В двуязычном творчестве Бродского мы видим аналогичное стремление к «стереотекстуальности»302. Очевидно, что он рассматривает свое существование в двух языковых средах скорее как преимущество, нежели как проклятие. Для него писать по-английски было не просто прагматическим решением, обусловленным обстоятельствами жизни в англоговорящем мире, а реальной творческой потребностью. Иметь в своем распоряжении два языка стало для него экзистенциальной и психологической необходимостью, от которой он не хотел отказываться. В одном из диалогов с Соломоном Волковым Бродский говорит про свое двуязычие: «Это, если угодно, совершенно замечательная ситуация психически. Потому что ты сидишь как бы на вершине горы и видишь оба ее склона […] все-таки ты видишь оба склона, и это совершенно особое ощущение. Произойди чудо, и вернись я в Россию на постоянное жительство, я бы чрезвычайно нервничал, не имея возможности пользоваться еще одним языком»303.

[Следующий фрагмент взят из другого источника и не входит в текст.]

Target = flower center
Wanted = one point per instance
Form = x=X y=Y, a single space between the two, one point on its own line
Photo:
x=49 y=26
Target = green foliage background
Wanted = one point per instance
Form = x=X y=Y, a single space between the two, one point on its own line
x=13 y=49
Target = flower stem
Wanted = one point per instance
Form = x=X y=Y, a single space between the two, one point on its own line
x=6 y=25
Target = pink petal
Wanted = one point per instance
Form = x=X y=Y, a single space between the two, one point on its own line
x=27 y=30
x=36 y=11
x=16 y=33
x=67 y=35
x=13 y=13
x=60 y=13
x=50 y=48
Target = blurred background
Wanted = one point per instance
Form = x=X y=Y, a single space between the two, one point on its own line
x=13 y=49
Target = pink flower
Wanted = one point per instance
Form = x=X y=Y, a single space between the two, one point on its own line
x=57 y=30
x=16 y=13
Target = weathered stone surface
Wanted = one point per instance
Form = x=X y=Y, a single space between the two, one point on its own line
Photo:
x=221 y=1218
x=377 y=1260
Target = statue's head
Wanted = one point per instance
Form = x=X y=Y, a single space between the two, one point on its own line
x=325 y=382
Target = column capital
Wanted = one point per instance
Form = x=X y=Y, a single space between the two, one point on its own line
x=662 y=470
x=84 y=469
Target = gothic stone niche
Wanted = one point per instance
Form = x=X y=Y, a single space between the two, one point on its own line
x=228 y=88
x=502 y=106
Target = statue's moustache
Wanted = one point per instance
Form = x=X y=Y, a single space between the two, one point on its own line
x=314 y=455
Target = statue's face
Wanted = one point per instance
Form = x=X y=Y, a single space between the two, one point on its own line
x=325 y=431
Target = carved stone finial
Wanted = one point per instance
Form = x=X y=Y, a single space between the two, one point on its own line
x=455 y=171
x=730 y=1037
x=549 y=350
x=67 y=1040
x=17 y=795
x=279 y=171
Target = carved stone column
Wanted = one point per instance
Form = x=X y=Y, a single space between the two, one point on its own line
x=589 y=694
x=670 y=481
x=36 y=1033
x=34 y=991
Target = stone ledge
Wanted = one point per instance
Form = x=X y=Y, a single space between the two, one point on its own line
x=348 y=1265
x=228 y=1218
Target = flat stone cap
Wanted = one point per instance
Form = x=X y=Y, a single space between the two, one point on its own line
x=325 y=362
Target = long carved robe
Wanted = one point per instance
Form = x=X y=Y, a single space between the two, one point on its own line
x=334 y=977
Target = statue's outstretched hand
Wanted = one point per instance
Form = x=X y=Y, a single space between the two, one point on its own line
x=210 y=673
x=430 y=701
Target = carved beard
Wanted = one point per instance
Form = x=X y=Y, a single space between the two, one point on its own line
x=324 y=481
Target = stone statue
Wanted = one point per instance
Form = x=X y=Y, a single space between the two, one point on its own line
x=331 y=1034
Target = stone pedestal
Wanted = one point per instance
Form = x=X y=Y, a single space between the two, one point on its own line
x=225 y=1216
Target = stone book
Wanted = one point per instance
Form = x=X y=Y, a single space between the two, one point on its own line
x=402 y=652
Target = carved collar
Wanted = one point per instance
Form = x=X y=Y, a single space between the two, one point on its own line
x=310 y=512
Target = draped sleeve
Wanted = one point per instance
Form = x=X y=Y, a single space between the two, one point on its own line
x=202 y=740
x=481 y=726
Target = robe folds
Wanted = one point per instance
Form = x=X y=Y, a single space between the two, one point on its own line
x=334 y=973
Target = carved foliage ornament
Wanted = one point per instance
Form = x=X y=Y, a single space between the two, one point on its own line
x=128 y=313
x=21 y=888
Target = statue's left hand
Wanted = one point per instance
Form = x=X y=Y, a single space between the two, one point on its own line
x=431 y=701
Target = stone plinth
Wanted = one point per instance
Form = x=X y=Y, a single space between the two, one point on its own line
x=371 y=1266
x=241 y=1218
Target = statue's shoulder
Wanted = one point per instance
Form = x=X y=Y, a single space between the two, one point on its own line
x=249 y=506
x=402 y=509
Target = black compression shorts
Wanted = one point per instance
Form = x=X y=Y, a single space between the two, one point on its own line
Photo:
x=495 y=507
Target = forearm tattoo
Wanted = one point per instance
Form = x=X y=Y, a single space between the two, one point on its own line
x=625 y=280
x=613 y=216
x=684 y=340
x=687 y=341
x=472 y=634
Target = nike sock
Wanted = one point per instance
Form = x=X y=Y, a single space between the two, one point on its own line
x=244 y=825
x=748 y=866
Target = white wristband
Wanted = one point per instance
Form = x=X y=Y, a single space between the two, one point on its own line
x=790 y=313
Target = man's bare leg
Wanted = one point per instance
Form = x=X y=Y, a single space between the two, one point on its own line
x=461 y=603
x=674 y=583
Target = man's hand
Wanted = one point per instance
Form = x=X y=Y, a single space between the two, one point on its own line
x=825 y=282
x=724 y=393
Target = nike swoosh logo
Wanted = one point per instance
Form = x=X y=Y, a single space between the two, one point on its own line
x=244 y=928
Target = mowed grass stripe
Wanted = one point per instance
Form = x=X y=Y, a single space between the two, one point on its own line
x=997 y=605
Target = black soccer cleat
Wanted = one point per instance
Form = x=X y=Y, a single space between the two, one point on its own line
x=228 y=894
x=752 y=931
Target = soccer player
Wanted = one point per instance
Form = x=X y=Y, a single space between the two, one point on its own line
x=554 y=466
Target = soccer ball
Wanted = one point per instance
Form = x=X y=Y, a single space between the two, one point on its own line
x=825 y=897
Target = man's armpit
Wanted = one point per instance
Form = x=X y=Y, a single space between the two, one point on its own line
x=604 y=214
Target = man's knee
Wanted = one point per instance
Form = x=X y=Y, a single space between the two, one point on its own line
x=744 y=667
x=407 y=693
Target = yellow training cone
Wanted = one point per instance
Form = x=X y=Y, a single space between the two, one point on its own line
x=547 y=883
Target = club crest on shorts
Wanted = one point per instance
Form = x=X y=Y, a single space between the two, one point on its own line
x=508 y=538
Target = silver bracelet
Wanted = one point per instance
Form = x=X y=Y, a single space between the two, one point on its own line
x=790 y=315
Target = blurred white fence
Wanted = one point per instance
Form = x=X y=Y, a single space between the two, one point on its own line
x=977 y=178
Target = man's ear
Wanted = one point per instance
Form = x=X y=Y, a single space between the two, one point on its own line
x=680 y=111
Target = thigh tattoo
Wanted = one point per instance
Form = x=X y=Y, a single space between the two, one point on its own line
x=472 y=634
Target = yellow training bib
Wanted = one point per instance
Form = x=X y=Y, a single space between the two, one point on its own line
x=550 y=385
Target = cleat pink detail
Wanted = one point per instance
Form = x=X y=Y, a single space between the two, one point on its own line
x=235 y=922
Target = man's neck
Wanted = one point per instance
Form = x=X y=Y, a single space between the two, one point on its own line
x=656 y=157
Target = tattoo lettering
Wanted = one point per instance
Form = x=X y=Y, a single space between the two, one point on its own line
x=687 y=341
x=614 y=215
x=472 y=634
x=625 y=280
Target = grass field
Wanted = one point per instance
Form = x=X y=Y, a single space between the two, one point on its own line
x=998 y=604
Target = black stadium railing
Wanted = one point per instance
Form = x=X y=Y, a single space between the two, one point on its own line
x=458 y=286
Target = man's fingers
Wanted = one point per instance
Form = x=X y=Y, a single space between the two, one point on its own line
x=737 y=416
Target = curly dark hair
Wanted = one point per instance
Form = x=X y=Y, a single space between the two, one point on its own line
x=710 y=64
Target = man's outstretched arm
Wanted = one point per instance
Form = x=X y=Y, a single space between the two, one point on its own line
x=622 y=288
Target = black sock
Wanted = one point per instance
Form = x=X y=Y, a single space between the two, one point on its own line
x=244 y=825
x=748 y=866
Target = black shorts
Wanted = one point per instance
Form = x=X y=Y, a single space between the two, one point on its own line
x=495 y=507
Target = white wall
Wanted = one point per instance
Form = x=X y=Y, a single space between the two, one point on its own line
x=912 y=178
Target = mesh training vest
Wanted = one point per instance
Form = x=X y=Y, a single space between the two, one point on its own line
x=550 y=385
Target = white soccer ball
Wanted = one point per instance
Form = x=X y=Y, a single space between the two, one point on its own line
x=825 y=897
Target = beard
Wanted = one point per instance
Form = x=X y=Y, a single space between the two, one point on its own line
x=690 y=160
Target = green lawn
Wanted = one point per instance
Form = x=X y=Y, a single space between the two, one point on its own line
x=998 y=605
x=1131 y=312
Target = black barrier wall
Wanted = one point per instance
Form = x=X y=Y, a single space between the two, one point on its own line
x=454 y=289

И Цветаева, и Бродский верили в принципиальную переводимость поэзии. Взгляды Набокова, как мы видели, были совершенно иными. Несмотря на то что он опубликовал свои переводы собственных стихов в двуязычном сборнике, его замысел вряд ли состоял в достижении эпштейновского «соразвода» [interlation]. Скорее сопоставление исходного и переводного текстов призвано было подчеркнуть непреодолимую пропасть между двумя версиями. Согласно набоковской теории перевода, русский оригинал невозможно верно воссоздать в английском переложении. Обреченный на несостоятельность, «руинированный» английский текст лишь подтверждает первородство и каноническую святость русского оригинала.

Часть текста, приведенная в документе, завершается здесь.